I would love it if the fans and media came up with ways to belittle whatever Bonds manages to do the rest of his career. Ideas in the SI article included calling his home runs "asterisks" in newspapers, sitting silently in stadiums when he goes deep, and turning our backs to televisions in bars when he comes to the plate. That's all well and good, but will never happen because, as Seth McFarlane, owner of McGwire's 70th home run ball, said, "[People] will say, 'Dammit, I'm just a baseball fan!' because ultimately, most of us like to party."
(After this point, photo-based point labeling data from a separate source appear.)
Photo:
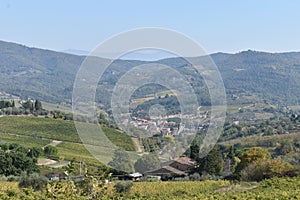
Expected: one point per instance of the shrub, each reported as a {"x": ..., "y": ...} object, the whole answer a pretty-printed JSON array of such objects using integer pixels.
[{"x": 123, "y": 186}]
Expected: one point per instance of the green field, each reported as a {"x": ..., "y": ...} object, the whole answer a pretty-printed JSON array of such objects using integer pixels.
[
  {"x": 26, "y": 141},
  {"x": 62, "y": 130}
]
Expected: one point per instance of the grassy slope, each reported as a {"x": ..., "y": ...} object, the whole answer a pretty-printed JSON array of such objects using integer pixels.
[{"x": 60, "y": 130}]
In the end, it is the conflict of being part of a moral task force and being "just a baseball fan" that comes to a head with this whole steroid issue. Yes, I want a strict policy enforced in Major League Baseball so that hopefully we won't have to worry about asterisks and asking questions. But I got to leave school in the fifth grade to go see the last Indians home opener in the old stadium, and the recent steroid scandal doesn't change the fact that I'll be damned if I miss this year's opener. Yes, I think it would somehow be poetic justice if Bonds were to sit out this year, then never be able to come back to the game and just sit on his 700-some home runs, never passing Ruth and Aaron on the all-time list. But at the same time, I'm going to San Francisco in June and when I heard he might be out for the season, part of me was disappointed because I wanted to see him hit in person and be part of the history he's making, albeit tainted. Like many fans, and, I think, Commissioner Selig himself, I wish this whole ordeal would just go away so I can sit back, relax, and enjoy the game. I hope the day comes soon when I can be "just a baseball fan," without conflict and without compromising my morals.